Would anybody describe this as a go0d exercise for someone who has had a stroke? But I’m making one of Jamie Olivers’s fish pies and that needs a kilogram of potatoes to be peeled.

I peel potatoes with the potato in my left and the knife in my right, but then I’m right-handed. I also tip the potatoes into a largew bowl of cold water and in fact just retrieving the next potato is quite soothing.
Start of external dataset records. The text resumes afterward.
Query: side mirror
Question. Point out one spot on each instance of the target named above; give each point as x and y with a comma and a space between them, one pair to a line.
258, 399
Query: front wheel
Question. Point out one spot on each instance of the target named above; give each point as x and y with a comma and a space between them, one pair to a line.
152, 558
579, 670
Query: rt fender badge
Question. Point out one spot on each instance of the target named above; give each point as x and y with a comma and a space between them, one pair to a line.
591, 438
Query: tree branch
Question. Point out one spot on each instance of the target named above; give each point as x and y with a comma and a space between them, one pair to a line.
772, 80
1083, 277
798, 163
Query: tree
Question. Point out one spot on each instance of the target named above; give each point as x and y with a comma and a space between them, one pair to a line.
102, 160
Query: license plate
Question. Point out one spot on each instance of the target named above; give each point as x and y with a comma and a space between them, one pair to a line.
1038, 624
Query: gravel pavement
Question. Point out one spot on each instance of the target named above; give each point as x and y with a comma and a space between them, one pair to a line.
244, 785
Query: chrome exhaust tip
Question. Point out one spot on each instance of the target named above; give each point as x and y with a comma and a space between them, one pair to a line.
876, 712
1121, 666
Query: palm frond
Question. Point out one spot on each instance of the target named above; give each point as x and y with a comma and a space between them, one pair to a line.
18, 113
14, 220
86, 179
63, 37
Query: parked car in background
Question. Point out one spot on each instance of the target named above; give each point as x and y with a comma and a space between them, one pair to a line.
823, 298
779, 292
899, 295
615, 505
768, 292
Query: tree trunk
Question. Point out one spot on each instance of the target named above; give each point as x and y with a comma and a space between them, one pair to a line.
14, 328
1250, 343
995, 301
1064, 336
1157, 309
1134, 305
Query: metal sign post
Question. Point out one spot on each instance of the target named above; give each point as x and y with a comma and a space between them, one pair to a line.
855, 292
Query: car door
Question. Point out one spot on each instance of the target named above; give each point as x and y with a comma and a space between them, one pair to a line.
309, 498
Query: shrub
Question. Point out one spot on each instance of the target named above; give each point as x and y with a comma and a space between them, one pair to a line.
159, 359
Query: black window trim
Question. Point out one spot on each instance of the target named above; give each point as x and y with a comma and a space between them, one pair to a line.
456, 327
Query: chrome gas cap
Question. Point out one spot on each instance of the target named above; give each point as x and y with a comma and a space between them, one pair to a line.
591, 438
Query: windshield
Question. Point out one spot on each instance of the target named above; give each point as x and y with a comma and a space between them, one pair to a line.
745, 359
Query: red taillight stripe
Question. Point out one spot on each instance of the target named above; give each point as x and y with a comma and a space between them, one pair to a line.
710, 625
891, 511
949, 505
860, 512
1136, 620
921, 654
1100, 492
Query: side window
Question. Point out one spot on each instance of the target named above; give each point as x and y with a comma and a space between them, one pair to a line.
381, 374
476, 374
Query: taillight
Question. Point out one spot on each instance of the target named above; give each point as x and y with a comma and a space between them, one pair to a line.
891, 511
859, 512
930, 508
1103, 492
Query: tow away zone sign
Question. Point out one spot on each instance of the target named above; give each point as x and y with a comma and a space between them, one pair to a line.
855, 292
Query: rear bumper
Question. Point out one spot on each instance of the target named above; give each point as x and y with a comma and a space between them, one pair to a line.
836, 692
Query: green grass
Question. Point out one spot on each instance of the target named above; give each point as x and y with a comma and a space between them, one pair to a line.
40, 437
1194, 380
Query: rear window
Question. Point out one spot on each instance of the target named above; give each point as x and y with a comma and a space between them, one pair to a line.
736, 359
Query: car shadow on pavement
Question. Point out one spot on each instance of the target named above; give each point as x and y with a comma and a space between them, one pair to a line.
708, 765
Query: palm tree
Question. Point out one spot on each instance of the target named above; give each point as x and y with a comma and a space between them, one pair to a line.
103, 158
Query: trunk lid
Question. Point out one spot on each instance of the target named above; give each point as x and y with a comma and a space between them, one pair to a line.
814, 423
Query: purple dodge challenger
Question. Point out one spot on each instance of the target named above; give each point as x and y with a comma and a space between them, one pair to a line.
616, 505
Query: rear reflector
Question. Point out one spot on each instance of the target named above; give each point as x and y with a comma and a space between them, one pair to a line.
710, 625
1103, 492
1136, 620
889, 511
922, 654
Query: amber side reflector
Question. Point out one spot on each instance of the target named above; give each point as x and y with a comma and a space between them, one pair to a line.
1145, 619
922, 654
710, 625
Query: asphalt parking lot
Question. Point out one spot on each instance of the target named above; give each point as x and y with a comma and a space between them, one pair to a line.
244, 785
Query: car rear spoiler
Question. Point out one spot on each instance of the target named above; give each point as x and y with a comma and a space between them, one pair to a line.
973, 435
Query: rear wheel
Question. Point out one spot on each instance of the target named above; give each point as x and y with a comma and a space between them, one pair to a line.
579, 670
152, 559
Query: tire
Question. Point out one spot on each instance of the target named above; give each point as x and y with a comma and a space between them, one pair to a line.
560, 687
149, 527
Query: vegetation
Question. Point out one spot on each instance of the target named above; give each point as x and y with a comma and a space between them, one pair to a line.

But the action of holding the potato and then twisting it so that the next bit of peel is removed, seems to be a good exercise.

It’s also rewarding to yourself, as you see your naked creations gradually filling the saucepan.

 I think though that peeling potatoes is one of those mundane jobs, which because a knife is involved, you concentrate about to get done well and then get a large degree of satisfaction, when you complete it.

I found the same satisfaction, when I cleaned my shoes on Saturday.  Perhaps stroke recovery is all about getting back to normal and that means doing all those day-to-day tasks.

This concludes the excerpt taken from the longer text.